Every day, a team wins and a team losses.

Every day, someone is lost from this earth and on to the next spiritual landing spot.

I am so sorry for your loss.

And yet, no one apologizes when your favorite team loses their game.
Those two events are, in fact, tremendously different.  But if sports has taught me anything -- and I mean, anything -- it is that life moves on.  Even after a toss loss, there's another game to be played.  Did you have a bad game?  You have to dust yourself off and get ready for the next one.  There is very little time to sit and mope.  Better yet, it's a matter of finding the right time and place to do that; after all, it's only healthy to do so.  But we must also prepare ourselves to get ready for the next game and the next practice.  We must take active steps as a response to losses and negative events.

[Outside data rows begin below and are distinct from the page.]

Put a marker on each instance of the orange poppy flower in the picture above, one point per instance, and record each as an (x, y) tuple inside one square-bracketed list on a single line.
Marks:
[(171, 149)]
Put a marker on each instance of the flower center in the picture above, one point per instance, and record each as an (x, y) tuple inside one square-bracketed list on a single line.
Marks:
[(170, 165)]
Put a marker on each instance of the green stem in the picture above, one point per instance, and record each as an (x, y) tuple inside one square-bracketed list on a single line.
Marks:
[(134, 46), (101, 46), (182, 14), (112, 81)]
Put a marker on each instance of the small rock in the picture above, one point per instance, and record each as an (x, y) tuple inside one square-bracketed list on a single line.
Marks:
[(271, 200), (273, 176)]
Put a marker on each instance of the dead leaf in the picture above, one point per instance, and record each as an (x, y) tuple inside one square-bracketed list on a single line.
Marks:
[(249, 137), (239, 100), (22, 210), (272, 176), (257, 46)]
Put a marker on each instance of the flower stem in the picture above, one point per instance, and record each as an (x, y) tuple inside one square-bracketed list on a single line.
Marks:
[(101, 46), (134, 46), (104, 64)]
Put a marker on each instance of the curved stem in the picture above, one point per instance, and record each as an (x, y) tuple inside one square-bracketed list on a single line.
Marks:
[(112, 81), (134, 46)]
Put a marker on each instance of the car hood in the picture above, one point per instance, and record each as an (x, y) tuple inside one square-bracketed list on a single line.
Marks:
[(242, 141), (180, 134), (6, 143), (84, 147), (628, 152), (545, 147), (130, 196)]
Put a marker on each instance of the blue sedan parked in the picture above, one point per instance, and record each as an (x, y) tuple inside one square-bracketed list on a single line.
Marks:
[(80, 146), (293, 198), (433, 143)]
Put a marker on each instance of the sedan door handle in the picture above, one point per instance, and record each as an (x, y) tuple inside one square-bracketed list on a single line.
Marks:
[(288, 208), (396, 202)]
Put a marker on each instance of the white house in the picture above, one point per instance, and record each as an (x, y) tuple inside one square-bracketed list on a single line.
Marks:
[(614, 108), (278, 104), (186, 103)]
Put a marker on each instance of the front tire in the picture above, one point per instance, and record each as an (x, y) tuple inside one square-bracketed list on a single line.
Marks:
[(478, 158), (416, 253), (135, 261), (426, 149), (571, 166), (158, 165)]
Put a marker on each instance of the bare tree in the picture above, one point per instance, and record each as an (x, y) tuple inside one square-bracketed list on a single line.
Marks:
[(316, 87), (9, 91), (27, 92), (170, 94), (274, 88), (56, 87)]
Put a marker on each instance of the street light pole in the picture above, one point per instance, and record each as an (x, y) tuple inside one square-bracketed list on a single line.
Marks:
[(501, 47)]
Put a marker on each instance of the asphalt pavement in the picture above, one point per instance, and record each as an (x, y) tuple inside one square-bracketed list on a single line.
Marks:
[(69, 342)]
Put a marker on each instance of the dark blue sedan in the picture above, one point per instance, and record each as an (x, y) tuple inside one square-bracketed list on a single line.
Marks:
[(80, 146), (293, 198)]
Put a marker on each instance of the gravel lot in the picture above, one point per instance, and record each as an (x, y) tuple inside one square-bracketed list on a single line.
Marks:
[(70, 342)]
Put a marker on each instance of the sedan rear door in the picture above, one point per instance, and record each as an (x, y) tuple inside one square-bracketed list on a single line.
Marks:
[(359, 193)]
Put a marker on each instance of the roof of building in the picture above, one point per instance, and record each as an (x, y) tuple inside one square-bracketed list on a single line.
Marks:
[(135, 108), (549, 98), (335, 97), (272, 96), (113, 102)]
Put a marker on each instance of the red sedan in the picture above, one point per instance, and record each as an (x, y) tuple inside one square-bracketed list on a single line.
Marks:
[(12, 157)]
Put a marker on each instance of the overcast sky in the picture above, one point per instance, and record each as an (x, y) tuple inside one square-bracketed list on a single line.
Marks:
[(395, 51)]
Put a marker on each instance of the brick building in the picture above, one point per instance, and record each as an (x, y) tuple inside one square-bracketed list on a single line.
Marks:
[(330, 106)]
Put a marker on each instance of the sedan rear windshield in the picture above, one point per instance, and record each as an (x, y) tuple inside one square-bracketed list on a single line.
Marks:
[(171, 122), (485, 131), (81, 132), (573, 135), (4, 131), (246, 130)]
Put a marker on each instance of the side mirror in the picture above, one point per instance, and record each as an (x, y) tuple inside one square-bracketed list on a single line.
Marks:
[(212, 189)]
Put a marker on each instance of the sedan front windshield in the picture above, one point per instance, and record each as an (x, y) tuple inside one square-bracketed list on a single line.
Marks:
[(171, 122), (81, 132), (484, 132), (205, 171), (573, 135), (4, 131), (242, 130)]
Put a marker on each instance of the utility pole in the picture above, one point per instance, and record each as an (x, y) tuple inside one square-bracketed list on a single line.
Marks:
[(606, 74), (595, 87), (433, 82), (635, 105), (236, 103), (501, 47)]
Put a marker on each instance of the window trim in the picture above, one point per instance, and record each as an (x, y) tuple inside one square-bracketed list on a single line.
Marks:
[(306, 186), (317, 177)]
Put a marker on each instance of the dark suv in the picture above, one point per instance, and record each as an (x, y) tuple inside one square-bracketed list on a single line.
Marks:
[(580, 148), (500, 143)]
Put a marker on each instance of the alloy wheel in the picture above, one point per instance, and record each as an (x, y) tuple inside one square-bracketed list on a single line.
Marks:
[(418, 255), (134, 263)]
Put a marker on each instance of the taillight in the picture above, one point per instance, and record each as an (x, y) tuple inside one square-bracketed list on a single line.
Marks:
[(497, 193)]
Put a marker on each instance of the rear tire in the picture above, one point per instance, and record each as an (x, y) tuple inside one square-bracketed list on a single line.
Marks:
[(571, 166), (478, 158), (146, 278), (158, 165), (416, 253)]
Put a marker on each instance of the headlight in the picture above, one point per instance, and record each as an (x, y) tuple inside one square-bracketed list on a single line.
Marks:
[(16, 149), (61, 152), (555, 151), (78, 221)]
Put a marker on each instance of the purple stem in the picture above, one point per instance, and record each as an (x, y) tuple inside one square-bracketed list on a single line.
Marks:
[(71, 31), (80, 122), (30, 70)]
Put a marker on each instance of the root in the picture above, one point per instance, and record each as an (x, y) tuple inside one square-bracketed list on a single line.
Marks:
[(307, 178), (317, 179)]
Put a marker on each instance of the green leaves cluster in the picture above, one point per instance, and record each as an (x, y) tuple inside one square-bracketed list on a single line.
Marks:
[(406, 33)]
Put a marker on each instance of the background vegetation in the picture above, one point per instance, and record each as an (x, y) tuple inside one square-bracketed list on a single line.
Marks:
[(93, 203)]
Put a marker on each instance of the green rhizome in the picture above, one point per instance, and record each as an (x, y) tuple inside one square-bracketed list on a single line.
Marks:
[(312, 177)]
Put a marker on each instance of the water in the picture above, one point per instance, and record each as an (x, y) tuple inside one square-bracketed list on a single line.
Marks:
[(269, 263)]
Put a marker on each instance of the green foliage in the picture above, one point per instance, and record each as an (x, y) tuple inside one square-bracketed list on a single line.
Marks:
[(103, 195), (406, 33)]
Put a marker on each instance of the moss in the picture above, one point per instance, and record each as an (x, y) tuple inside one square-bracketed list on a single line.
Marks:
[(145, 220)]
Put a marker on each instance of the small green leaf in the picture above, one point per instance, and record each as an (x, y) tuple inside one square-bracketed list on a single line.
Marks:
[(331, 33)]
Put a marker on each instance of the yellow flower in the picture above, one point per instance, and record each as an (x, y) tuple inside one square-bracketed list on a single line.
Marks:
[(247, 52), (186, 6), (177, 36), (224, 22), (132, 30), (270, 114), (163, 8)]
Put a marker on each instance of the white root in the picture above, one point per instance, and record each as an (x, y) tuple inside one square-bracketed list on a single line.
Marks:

We recently lost a loved one and I'm not here to say sports somehow resolved the sadness and grief.  It didn't.  But following sports has conditioned me to grieve a little differently.  This time around, I turned grief to action.  I wrote letters, I reached out, I took active steps in the process towards my own emotional and spiritual recovery.  In sports, nothing is really going to just magically come to you.  You have to be in the right time and place, of course, but being in the right time and place is preceded by a particularly significant amount of hard work and dedication.

I recognize that every grieving process is different.  But for me, putting my grief into action was the best thing for me to resolve those feelings.  Because the next game is every moment; if you're not moving your life in a position direction, then what are you doing with it?